Неадекватность сохраняется даже в том случае, если перечень считающихся аутентичными речений расширить с помощью другого критерия, такого как свидетельство более чем одного источника или свидетельство в более чем одной форме 56. Независимо от того, какой критерий используется для тестирования речений, исследователям, если они хотят задавать исторические вопросы о Иисусе, необходимо выйти за рамки самих речений к более широкому контексту, нежели сводка их содержаний 57.
Так как историческая реконструкция требует, чтобы данные были помещены в контекст, задание надежного контекста, или общей схемы интерпретации, становится решающим.
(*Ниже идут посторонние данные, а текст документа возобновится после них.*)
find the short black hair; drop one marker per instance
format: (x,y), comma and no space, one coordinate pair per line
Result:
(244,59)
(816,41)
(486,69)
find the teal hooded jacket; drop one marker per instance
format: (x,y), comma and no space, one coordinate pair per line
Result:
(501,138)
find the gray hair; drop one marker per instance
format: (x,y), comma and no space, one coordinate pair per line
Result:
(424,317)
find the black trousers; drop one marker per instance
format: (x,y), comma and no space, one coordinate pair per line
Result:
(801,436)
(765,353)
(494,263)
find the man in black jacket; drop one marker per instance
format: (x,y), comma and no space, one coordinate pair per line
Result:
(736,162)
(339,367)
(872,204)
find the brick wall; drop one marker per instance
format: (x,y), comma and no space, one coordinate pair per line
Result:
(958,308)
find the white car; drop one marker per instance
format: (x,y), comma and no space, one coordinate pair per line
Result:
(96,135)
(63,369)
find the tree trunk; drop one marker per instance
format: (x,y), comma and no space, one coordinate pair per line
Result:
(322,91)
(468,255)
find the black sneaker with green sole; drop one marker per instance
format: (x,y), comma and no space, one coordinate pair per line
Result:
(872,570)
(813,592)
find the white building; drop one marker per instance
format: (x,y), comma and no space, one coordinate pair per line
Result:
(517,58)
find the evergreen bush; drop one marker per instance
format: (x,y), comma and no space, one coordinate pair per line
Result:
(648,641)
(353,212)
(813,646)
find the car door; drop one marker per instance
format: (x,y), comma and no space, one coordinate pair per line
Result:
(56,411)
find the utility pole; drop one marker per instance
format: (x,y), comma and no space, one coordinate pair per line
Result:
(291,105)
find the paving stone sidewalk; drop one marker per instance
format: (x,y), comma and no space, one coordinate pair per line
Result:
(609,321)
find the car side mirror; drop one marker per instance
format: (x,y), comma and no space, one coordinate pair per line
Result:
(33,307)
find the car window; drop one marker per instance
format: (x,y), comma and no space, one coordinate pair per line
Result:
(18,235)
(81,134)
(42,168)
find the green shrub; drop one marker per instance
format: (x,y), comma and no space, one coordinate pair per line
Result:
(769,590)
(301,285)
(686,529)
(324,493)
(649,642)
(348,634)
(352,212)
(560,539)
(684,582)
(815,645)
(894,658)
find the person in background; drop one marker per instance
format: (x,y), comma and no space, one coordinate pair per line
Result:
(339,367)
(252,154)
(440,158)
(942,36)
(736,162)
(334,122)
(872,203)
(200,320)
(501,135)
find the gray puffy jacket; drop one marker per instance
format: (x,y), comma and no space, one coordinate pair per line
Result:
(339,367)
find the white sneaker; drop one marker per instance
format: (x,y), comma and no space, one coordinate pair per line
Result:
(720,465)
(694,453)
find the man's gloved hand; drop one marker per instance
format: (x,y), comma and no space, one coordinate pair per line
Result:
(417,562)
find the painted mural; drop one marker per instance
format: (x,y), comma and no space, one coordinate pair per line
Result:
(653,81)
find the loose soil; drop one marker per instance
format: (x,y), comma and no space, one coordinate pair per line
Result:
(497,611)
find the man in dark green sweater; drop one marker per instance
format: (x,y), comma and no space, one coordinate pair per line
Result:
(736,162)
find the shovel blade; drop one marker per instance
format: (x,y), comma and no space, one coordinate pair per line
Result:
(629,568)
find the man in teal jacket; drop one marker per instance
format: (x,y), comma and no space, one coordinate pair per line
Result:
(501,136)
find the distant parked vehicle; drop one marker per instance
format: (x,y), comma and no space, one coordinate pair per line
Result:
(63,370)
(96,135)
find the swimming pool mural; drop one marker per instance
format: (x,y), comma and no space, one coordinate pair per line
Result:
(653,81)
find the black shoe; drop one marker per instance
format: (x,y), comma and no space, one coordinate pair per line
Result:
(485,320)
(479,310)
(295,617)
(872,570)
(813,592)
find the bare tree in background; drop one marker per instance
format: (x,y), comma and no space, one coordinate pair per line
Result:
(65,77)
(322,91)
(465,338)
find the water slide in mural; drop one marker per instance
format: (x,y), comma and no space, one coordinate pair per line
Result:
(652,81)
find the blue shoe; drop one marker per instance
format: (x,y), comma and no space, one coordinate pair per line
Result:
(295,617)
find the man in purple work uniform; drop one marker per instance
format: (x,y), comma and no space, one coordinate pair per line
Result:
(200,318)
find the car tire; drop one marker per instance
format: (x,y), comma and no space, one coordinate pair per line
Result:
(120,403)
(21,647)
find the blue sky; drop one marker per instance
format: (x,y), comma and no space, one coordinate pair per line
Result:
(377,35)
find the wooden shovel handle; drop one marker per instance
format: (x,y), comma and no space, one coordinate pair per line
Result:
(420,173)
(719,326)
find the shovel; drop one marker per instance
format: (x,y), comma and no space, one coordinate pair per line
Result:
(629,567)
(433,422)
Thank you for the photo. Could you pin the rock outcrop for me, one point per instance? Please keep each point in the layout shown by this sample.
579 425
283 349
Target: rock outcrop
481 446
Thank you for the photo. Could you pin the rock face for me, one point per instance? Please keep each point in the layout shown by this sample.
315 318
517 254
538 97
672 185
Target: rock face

По существу, есть три вида информации, способной в этом помочь: фактические данные о Иисусе, наподобие перечисленных выше (с. 25 сл., пункты 1—6); знание того, что явилось результатом его жизни и учения (ср. пункты 7 и 8); знание иудаизма первого столетия.
Разные исследователи пытались по-разному соотносить речения с другой информацией. Я уже говорил, что в настоящей работе акцент будет делаться на неуязвимых для критики фактических данных о Иисусе, на том, какое значение они могли иметь в его время, и на результатах его жизни и деятельности. Как только контекст задан и интегрирован с речениями, которые с высокой вероятностью являются аутентичными, открывается возможность привлечения остального материала синоптических евангелий.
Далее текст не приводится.